Ich bin jetzt 25 und habe meinen Körper zuerst akzeptieren und dann lieben gelernt. Wer mich so nicht mag, wie ich bin, hat mich nicht verdient. Wer mir zuerst sagt, wie ich auszusehen habe, bevor er mich überhaupt erst anfassen kann, liebt mich nicht und verdient mich auch nicht. Ich respektiere meinen Körper und seine Grenzen. Ich will gesund leben.

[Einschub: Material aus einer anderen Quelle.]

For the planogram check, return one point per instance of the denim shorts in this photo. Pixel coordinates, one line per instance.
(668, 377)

In meinem Fall heißt das nicht mal, dass ich den Rasierer ganz weggelegt habe. Darum geht es auch gar nicht. Sondern darum, dass ich entscheide, was ich tun will und es für mich mache und nicht um dem männlichen Geschlecht und toxischen Personen zu gefallen.
Und wem es jetzt so geht wie mir: Man findet sie. Es gibt die Menschen, die einen nicht verurteilen. Es gibt Menschen, die einen wirklich mit Haut und Haar lieben und uns nicht ändern wollen.
Einen Schritt, der mir erst gar nicht so wichtig vorkam, war, mich mit meinen Freundinnen zu hinterfragen. Mir ist aufgefallen, dass wir uns in einer Sache alle gleich verhalten: Wir entschuldigen uns zuerst. Hab ich meine Beine nicht rasiert, sorge ich dafür, das zuerst zu thematisieren. Denn, wenn ich es zuerst sage, muss ich mich nicht schämen, wenn es jemand anderes anspricht. Und das machen alle. Woran liegt das? Weil wir uns ungepflegt fühlen, als würden wir uns nicht richtig waschen und weil wir diesem Schönheitsideal doch noch entsprechen wollen. Dabei sind alle der Meinung, dass man machen kann was man will. Geht es aber um die eigenen Unsicherheiten, da sind Prinzipien schnell vergessen. Seitdem versuche ich das gar nicht mehr zum Thema zu machen, wenn wir es nicht allgemein halten. Der Ist-Stand meiner Beinhaare muss nicht diskutiert werden. Das kann natürlich auch jeder handhaben wie er will, aber für mich funktioniert das besser.
Ehrlich gesagt, könnte ich jetzt noch ewig über dieses Thema weiterschreiben. Nichts hat mich je so geprägt wie das und es ist verdammt schwer sowas loszulassen. Das Allerwichtigste ist aber, dass ihr Folgendes aus diesem Beitrag mitnehmt:
Ihr seid genauso richtig wie ihr seid und eure Körper sind nicht eklig.
Verurteilt andere Menschen nicht. Eure Aktionen und Worte haben Konsequenzen.